This document is the first actual implementation blueprint for state_collapser.
It is derived from the accumulated design decisions recorded across:
module_design_desiderata.mdpackage_best_practices_proposal.mdreward_locality_for_quotient_training.mdimplementation_contracts.mdmathematical_model.tex
Those earlier documents preserve the history of design meetings and clarifications.
This document is different.
Its purpose is to state, in one place and at one level of detail, the concrete architecture that should be implemented first.
It should be treated as the current authoritative blueprint for the first implementation pass.
In software development, the closest standard terms for "blueprint" are:
- technical design specification
- architecture specification
- implementation specification
For this repository, the best term is:
- implementation blueprint
because the document must bridge mathematical design, architecture, runtime behavior, and concrete code scaffolding.

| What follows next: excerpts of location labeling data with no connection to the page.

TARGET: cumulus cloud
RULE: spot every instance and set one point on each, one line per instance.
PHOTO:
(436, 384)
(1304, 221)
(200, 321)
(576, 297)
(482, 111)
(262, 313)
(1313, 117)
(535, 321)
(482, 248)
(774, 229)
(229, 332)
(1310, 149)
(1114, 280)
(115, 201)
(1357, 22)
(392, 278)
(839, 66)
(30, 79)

This blueprint is for the first implementation pass only.
It covers:
- the hidden graph contract
- the discovered graph and vista layers
- message passing for quotient-style skip knowledge
- contraction policies
- nested cumulative quotient-tier views
- full tower update after each newly discovered state
- reward computation and quotient-level reward aggregation
- runtime snapshots
- a first toy environment
It does not cover:
- full higher-categorical or simplicial path machinery
- final production optimization
- full ROS 2 integration
- final trainer zoo
- universal support for strongly nonlocal reward rules
state_collapser is not primarily:
- a Gymnasium wrapper
- a graph-algorithms utility package
- a Torch-first learning library
- a robotics middleware package
It is primarily:
- a runtime graph-discovery and annotation engine
- over a hidden predicate-defined state-action graph
- with nested quotient-style views
- supporting tower construction during training
The package's core operational surface is:
- an agent moves by primitive actions in the base hidden graph
- the explored graph is updated
- the
1-hop vista is updated - contraction-policy consequences are applied
- the full current tower is updated immediately
- the agent's current position is known across all tiers
- reward is computed from the currently understood tower
gymnasium is the environment-shell boundary.
It provides:
resetstep- observation
- action
- reward
- termination and truncation
It does not provide:
- discovered graph
G^0_t - explored subgraph
H^0_t 1-hop vista graph- contraction/equalization
- quotient views
- tier nesting
- full tower update
- cross-tier position tracking
Therefore the package should use Gymnasium where convenient, but the graph/tower runtime is package-native.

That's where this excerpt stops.